Didnt solved even c Cuz i <= ai<=n I didnt saw lol
same, I didnt saw it and just start thinking about the binary representation of 10**100, trying to find pattern in base 2 representation of power 10, and many more not work idea :)
Same i was thinking hoe to solve it using binary lifting and having problem With 10^100
its strange how a simple constraint change guaranteed that every cycle Will have Ai = i
I did solved it using binary lifting..
yeah it will work just take d = 333 if you know that constraint is i <= ai <= n
if not then you must use some logic to convert 10^100 into binary which i dont know how , maybe you have some insight on it
Instead of jumping on progressive powers of 2, I jumped on progressive powers of 10. Solution link
Damn
I might be wrong but this soln only passed due to it applying 2^100 operation If there were no constraint Like i<=ai<=n this would not have passed
Yes, you are right. Although, we can still convert 10^100 into binary by storing them as strings and then apply binary lifting
Can someone please help me understand this MLE submission on E?
Initital submission
Tried some optimizations
in C . what if array is [ 3 1 2 4 ] ?
That's an invalid input, for each i, i <= a_i <= N
:) shit
omg this trap !!
This garantie there is no cycle. Why this not mention in editorial ?
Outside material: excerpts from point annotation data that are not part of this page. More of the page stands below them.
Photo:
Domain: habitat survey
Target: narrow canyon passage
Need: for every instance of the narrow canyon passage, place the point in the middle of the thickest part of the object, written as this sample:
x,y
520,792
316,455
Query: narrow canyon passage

It's still solvable but much more complex.
i solved the hard version.. i read it 1 <= Ai in stead of i<= Ai..
with help of python I got the bit representation of 10^100 && then using sparse table solved the problem..
in C i didn't see the (i <= Ai) during the contest.. still somehow solved it..
Yeah.., I too solved it using binary lifting, lol
It is the easiest Problem F in the ABC. AND D is much harder than F.
D has a similar idea to this problem.
How to do the division with mod stuff in E after taking LCM of all numbers? They are using their inbuilt library in editorial so no info. Btw great contest.
I found the questions to be fun atleast the A and B. I am rated 45 before the contest and now 78 as I solved A and B is 11:18 minutes, it was like a record time for me.
HI!!!!!!!!!!!!!!!!!!!!
hi
Is really interesting bro
not first, second and third
C just missed one test case to get the score, so frustrating!
do we get editorial for ABCs?
edited
i <= A[i] <= N, so the number on a cell is either that cell or a cell in front of it; you won't go backwards and won't have a test case like 3 1 2 because of this.